Mailbox: Commemorate Sook Ching too

The Singapore Armed Forces Veterans' League (SAFVL) deserves thanks for organising a memorial for victims of the MacDonald House bombing ("250 mark MacDonald House tragedy"; March 11).

They also did a good job of helping Singaporeans recall other incidents at risk of falling into oblivion, such as the Battle of Pasir Panjang ("Veterans relive Battle of Pasir Panjang"; March 7).

But the darkest incident in Singapore history has to be Sook Ching - a Japanese military operation intended to eliminate anti-Japanese elements among the Chinese during World War II.

From Feb 20 to March 4, 1942, Chinese men between the ages of 18 and 50 were subjected to mass screening by the Japanese military police.

Thousands of men suspected to be anti-Japanese elements failed the screening.

They were bundled into lorries and taken to remote areas of Changi, Punggol and Bedok, where they were gunned down and their bodies thrown into the sea.

Former prime minister Lee Kuan Yew, in a 2009 interview with the National Geographic, recounted: "I was a Chinese male, tall, and the Japanese were going for people like me because Singapore had been the centre for the collection of ethnic Chinese donations to Chongqing to fight the Japanese.

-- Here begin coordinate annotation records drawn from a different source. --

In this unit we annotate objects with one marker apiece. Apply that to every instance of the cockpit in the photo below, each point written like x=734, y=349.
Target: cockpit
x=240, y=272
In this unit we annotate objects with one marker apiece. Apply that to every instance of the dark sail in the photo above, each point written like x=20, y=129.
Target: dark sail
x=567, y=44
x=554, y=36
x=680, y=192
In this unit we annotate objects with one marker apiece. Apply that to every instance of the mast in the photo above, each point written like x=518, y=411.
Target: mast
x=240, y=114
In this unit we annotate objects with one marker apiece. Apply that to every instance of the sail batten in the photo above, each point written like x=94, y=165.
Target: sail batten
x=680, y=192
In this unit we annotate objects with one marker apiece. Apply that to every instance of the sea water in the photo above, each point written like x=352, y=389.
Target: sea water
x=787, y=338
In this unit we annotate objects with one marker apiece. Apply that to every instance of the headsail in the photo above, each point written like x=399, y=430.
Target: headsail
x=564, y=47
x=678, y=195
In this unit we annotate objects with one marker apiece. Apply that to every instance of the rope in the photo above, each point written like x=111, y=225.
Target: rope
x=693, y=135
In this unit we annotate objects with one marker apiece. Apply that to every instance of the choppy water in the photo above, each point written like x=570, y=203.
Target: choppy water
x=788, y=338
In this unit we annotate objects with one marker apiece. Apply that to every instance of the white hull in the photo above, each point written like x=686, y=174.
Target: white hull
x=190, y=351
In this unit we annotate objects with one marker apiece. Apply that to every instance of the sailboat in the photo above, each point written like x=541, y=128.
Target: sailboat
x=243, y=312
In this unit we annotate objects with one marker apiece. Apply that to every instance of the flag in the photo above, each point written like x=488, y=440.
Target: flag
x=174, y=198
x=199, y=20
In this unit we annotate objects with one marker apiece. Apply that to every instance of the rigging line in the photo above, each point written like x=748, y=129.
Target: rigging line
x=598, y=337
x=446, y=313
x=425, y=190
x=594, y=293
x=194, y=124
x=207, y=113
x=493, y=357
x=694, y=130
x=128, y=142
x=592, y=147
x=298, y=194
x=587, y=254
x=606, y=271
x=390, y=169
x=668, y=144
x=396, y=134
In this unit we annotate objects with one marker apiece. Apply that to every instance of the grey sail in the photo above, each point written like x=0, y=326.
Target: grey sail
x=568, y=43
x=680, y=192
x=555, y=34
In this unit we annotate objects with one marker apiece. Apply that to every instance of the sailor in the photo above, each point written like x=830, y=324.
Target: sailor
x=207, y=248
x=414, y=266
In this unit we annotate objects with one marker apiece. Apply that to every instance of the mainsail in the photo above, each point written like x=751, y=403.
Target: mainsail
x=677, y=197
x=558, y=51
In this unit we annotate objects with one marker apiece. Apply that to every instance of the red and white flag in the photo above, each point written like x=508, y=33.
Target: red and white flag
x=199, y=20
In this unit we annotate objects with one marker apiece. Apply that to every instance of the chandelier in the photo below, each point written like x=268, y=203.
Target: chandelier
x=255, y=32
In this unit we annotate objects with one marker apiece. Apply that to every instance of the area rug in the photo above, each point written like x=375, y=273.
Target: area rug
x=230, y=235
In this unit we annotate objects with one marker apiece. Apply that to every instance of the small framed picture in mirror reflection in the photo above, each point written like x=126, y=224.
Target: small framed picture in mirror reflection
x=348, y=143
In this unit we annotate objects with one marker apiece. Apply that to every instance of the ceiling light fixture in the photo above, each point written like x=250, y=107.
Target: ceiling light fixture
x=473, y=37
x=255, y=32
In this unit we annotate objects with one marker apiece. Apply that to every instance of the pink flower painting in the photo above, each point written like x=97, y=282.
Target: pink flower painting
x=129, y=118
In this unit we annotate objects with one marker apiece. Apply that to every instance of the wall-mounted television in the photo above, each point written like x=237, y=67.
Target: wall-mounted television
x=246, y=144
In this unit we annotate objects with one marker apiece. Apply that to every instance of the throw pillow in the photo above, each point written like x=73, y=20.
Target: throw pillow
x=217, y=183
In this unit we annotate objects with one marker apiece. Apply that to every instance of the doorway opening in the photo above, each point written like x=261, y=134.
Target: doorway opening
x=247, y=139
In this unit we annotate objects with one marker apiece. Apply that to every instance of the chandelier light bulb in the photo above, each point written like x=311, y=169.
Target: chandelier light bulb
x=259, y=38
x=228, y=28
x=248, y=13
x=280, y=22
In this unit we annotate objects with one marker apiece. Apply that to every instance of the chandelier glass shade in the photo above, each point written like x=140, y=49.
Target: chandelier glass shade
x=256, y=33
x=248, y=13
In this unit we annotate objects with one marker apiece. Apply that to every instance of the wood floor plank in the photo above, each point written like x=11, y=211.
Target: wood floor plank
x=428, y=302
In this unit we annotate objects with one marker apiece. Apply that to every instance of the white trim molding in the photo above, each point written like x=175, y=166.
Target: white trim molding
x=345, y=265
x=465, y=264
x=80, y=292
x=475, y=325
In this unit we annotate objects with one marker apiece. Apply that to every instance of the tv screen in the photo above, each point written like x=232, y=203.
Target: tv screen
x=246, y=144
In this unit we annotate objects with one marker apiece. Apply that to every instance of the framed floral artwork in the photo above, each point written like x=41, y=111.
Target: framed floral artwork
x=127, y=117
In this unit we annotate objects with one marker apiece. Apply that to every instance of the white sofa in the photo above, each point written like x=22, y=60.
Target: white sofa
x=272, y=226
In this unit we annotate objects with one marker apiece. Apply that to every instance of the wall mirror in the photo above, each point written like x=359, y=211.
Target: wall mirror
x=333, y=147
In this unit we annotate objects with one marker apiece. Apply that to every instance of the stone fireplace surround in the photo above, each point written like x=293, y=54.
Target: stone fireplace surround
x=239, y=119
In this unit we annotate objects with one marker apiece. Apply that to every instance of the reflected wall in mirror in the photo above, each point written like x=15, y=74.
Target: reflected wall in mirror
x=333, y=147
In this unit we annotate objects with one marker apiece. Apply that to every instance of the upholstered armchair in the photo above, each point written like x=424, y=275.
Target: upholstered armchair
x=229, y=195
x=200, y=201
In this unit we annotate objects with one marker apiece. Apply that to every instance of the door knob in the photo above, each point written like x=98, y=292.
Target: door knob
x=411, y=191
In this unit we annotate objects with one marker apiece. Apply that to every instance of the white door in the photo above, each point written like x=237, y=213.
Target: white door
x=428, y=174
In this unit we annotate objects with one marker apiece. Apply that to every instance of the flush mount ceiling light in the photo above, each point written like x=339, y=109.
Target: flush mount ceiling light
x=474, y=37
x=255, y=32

So they were out to punish us.

"They slaughtered 70,000 - perhaps as high as 90,000 but verifiable numbers would be about 70,000. But for a stroke of fortune, I would have been one of them."

After the Japanese surrendered, seven Japanese officers were tried for war crimes for their participation in Sook Ching.

All were found guilty.

Two were sentenced to death and the rest given life sentences.

The SAFVL and the relevant authorities may wish to consider commemorating the first day of Sook Ching as well in order to remind Singaporeans of their ancestors' sacrifices.